Let me start with the opener, The Blue Ghost/Shedding Qliphoth. This song begins the album with a very dreamy multi-layered echo of gentle guitars and soft vocals. It has the traditional post-rock crescendo that slowly drifts into silence. It is a beautiful opener. They Aren't All Beautiful is a dratic juxtaposition to The Blue Ghost in that this song is extremely heavy and brutal. The growls in the beginning remind me a bit of a low register Mikael Akerfeldt. The guitars also remind me heavily of Opeth with the dissonant chords and progressions. The over the top screaming towards the middle of the track, though, are something I can't really seem to grasp. The music is great, but the vocals ruin it. Add a slightly off-placed sax solo, and you have a death metal/saxophone recipe that succeeds in most aspects.

Heaven and Weak continues the ambient dream of gentle guitars and vocals for about half of the song, then it breaks out into a massive riff based metal piece towards the end. A group that can effectively segue from gentle to brutal really know what they are doing, in my opinion. The (Sign of the) Four is short little acoustic piece that once again continues the post-rock trend. The Ferryman begins with some ominous church organ and then breaks into another Opeth type riff. Keep in mind that even though the have Opeth tendencies, this group in no way is an Opeth clone. This is probably my favorite metal piece on the album, really strong riffs and some strong operatic female vocals. Marid's Gift of Art is a quiet and somber piece that has a beautiful and triumphant trumpet solo towards the middle. The gentle vocal and the chords on the guitar really make this one of the more beautiful pieces on the album.

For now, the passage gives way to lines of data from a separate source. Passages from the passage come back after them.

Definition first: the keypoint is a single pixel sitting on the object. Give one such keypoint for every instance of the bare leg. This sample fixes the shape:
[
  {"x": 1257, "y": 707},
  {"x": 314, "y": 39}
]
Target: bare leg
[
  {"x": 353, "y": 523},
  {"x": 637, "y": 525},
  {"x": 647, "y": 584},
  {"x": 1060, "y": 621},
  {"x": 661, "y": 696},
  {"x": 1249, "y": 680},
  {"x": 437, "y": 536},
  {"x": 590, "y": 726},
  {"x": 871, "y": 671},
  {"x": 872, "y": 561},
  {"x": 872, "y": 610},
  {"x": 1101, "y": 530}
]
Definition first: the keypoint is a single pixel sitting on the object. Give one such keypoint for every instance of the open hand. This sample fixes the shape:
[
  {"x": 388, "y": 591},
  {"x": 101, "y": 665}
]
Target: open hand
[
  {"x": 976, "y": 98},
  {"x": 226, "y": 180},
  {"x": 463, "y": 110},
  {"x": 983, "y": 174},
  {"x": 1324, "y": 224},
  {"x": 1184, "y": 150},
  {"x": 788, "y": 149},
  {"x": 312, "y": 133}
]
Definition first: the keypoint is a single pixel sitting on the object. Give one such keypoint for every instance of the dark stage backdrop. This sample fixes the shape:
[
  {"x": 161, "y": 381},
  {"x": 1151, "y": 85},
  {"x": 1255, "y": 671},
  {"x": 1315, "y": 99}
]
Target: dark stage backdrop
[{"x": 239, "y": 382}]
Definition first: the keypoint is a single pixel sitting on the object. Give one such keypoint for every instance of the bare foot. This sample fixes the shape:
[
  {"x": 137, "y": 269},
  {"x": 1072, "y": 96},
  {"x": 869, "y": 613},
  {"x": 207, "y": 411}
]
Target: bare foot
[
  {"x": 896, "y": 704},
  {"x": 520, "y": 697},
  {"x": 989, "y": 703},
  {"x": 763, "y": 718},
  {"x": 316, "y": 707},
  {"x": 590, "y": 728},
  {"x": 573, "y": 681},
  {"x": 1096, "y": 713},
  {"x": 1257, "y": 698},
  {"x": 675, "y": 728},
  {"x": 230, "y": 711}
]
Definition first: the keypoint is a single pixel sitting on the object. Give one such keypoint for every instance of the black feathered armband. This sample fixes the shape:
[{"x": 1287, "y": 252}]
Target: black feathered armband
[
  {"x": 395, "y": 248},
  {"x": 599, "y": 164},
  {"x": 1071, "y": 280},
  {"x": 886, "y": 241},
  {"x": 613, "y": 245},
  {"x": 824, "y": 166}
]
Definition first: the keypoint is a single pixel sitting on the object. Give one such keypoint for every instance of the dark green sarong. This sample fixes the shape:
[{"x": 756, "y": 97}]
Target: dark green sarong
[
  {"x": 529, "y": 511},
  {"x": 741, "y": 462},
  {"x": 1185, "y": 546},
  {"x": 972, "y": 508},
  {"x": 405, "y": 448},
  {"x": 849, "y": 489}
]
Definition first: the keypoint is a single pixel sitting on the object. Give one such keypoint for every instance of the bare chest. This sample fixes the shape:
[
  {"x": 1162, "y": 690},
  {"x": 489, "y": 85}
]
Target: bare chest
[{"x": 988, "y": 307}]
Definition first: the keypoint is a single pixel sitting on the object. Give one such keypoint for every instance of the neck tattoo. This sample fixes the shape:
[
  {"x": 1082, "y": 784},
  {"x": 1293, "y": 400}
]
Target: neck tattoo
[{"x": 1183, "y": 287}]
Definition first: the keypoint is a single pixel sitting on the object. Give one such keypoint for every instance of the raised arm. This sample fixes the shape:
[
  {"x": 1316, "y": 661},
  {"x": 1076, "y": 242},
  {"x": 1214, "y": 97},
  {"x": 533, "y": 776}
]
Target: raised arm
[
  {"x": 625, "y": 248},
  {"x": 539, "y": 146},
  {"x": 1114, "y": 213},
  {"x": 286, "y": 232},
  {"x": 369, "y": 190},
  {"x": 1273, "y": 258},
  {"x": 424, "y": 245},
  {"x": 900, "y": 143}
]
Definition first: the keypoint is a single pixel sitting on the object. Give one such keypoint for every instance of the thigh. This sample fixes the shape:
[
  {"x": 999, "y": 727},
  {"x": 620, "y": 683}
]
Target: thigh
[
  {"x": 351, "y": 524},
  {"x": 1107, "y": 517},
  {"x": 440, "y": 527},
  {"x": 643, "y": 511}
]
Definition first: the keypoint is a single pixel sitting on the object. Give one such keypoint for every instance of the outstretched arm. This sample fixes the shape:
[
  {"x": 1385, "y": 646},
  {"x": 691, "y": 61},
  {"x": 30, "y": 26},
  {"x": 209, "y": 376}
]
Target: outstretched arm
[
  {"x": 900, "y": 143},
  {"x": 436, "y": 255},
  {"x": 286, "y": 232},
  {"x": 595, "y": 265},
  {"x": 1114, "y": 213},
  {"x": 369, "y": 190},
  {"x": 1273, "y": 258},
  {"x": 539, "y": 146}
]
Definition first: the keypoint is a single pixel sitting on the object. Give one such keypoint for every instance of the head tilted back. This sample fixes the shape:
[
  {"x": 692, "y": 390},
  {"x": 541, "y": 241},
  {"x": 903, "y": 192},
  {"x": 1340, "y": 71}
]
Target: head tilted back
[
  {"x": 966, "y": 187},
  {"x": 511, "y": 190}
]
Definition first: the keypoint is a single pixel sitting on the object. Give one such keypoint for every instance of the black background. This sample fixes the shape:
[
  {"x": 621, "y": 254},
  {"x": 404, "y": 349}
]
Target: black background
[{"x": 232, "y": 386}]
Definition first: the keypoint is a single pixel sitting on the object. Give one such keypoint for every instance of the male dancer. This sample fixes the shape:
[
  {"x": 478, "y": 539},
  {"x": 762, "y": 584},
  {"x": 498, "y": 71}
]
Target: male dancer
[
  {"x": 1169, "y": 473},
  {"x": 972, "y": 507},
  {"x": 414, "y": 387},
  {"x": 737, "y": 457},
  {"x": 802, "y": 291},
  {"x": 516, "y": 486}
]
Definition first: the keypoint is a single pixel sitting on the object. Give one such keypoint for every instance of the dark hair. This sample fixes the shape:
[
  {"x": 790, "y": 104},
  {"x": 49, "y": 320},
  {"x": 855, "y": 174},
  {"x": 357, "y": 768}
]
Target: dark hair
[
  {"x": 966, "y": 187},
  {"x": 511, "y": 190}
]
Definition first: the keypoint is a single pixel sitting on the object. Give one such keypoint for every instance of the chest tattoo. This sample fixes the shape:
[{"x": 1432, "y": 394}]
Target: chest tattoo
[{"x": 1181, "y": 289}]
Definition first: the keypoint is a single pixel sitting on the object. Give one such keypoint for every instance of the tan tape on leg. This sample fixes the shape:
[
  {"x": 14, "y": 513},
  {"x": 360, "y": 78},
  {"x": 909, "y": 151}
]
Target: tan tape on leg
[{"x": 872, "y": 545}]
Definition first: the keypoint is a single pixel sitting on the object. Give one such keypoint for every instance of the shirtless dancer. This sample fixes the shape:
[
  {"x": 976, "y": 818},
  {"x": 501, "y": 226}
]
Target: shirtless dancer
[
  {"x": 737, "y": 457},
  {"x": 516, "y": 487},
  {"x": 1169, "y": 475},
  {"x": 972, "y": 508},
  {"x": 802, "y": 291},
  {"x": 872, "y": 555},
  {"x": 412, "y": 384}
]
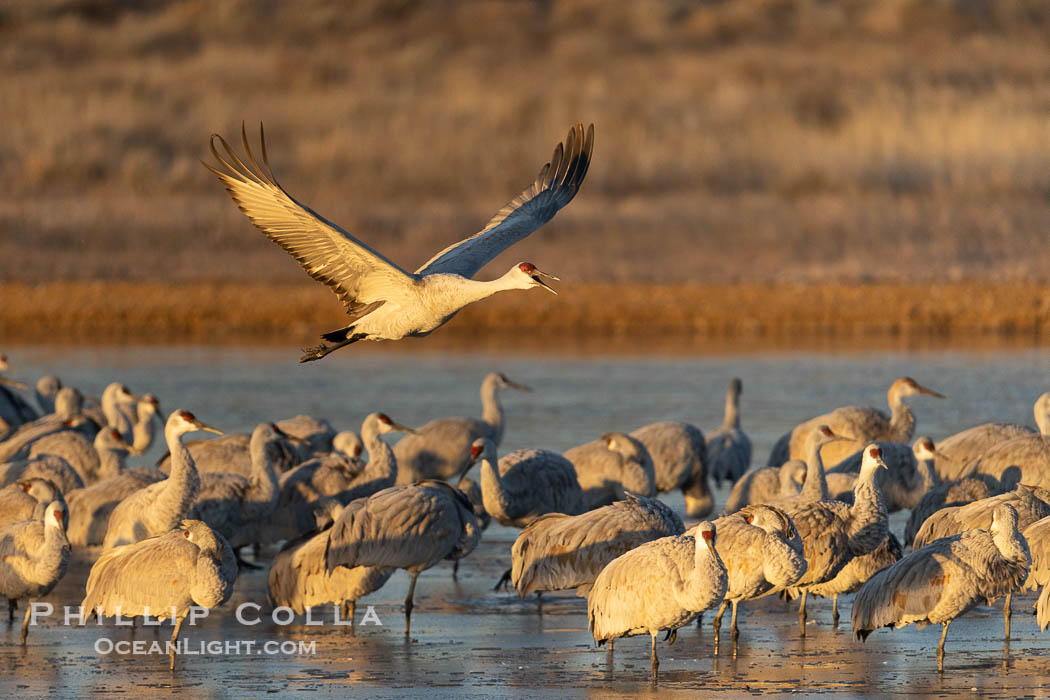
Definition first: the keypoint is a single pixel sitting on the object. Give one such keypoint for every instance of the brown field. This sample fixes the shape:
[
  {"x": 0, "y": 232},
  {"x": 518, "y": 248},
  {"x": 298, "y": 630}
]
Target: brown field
[
  {"x": 631, "y": 318},
  {"x": 737, "y": 142}
]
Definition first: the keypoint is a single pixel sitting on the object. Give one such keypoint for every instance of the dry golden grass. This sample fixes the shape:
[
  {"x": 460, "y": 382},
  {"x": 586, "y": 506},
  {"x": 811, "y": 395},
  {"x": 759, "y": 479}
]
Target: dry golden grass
[
  {"x": 786, "y": 141},
  {"x": 597, "y": 317}
]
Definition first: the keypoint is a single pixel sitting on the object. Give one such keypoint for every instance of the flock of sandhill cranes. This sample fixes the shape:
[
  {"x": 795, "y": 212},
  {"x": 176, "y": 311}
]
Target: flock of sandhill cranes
[{"x": 347, "y": 515}]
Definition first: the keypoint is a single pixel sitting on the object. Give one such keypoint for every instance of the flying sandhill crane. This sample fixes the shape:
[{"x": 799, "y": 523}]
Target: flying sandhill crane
[
  {"x": 679, "y": 455},
  {"x": 761, "y": 550},
  {"x": 609, "y": 467},
  {"x": 404, "y": 527},
  {"x": 558, "y": 552},
  {"x": 834, "y": 533},
  {"x": 767, "y": 485},
  {"x": 903, "y": 483},
  {"x": 163, "y": 576},
  {"x": 50, "y": 467},
  {"x": 662, "y": 585},
  {"x": 299, "y": 579},
  {"x": 160, "y": 507},
  {"x": 729, "y": 448},
  {"x": 957, "y": 453},
  {"x": 27, "y": 500},
  {"x": 526, "y": 484},
  {"x": 234, "y": 506},
  {"x": 384, "y": 301},
  {"x": 441, "y": 448},
  {"x": 944, "y": 579},
  {"x": 864, "y": 424},
  {"x": 34, "y": 557}
]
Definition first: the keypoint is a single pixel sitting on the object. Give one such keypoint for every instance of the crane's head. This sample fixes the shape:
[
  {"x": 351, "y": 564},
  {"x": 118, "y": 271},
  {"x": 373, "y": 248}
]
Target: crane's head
[
  {"x": 527, "y": 276},
  {"x": 182, "y": 422},
  {"x": 924, "y": 448}
]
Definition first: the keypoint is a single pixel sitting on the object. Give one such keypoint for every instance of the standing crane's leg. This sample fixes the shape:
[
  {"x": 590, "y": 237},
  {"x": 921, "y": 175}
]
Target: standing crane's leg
[
  {"x": 801, "y": 615},
  {"x": 940, "y": 648},
  {"x": 717, "y": 622},
  {"x": 25, "y": 620},
  {"x": 1006, "y": 616},
  {"x": 407, "y": 605},
  {"x": 652, "y": 653},
  {"x": 171, "y": 649}
]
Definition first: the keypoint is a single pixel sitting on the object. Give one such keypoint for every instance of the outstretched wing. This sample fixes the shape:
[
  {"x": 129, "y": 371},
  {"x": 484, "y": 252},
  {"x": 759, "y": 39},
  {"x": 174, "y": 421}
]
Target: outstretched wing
[
  {"x": 553, "y": 188},
  {"x": 359, "y": 275}
]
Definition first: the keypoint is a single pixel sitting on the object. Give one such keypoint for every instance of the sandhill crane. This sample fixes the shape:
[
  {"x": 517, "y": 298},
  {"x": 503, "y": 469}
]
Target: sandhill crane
[
  {"x": 679, "y": 455},
  {"x": 34, "y": 557},
  {"x": 662, "y": 585},
  {"x": 160, "y": 507},
  {"x": 557, "y": 552},
  {"x": 945, "y": 578},
  {"x": 761, "y": 550},
  {"x": 441, "y": 448},
  {"x": 833, "y": 533},
  {"x": 28, "y": 499},
  {"x": 235, "y": 506},
  {"x": 384, "y": 301},
  {"x": 163, "y": 576},
  {"x": 903, "y": 483},
  {"x": 46, "y": 391},
  {"x": 609, "y": 467},
  {"x": 729, "y": 448},
  {"x": 50, "y": 467},
  {"x": 864, "y": 424},
  {"x": 957, "y": 453},
  {"x": 767, "y": 485},
  {"x": 526, "y": 484},
  {"x": 299, "y": 578},
  {"x": 404, "y": 527}
]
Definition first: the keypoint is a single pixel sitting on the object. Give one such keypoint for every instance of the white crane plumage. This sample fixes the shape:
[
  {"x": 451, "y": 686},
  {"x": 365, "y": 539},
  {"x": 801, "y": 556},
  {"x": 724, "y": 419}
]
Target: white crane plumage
[
  {"x": 34, "y": 557},
  {"x": 729, "y": 447},
  {"x": 441, "y": 448},
  {"x": 384, "y": 301},
  {"x": 558, "y": 552},
  {"x": 611, "y": 466},
  {"x": 662, "y": 585},
  {"x": 162, "y": 506},
  {"x": 863, "y": 424},
  {"x": 942, "y": 580},
  {"x": 163, "y": 576},
  {"x": 404, "y": 527}
]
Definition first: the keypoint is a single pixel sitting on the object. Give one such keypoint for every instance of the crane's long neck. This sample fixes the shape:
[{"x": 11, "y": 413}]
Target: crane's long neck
[
  {"x": 494, "y": 494},
  {"x": 264, "y": 489},
  {"x": 868, "y": 521},
  {"x": 815, "y": 487},
  {"x": 143, "y": 431},
  {"x": 902, "y": 419},
  {"x": 491, "y": 409},
  {"x": 111, "y": 462},
  {"x": 181, "y": 488},
  {"x": 732, "y": 419},
  {"x": 382, "y": 464}
]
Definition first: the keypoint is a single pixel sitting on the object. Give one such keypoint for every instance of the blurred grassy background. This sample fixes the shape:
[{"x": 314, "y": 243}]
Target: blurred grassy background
[{"x": 737, "y": 141}]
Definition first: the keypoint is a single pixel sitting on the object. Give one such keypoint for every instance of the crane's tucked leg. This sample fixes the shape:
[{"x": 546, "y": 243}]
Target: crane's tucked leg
[
  {"x": 25, "y": 620},
  {"x": 940, "y": 647},
  {"x": 171, "y": 647},
  {"x": 407, "y": 605}
]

Girl With a Watering Can begins with some anxious clarinet that ascends and descends with beautiful tones and a somber melody. The band then kicks in with some slightly chorused guitar and some melodic trumpets. The drumming remains subdued as the female vocalist sings beautifully and swirls with the other instruments. The piece quickly picks up in pace and takes the listener down some more ethereal avenues. A slightly heavy riff comes in around the 3:30 mark and the song takes a heavier direction for the rest of the song. The vocals become more echoey and spacey and the violin in the background mixes well with the distorted guitars. Around the 6:30 mark the song hits it's heaviest with a nice wah guitar and keyboard solo.

Birth Pains of Astral Projection begins with some great guitars playing different riffs in the same key. An ethereal keyboard gives this track a more mysterious feel. There's a great sax solo at the 1:30 mark and the song continues the melodic pace for the next 2 minutes. The vocals then become hectic and mutli-layered and a progressively heavier riff is played with a nice solo on top. The song then takes many different forms, with growled vocals over uneasy guitars. scream sections, and clear vocal over some nice clean guitar chords. The (Sign of the) Nine has a jazzy feel with a walking bass line and some nice unison guitar/piano lines. A nice acoustic guitar theme is also presented. The album finishes with Geography, a nice gentle guitar based track that has a earthy organic vocal and some nice flute work. It evolves in a great fashion and ends the album withs style.

In the end, I feel that while this album is not a masterpiece, it is a great achievement for the now defunct band. My only real gripes are the unbalanced sections between metal and ambient work, and the vocals on They Aren't All Beautiful aren't at all beautiful (pun intended). Fans of metal and post-rock will find something to like with this album. Me? I'll give it a 4.5/5.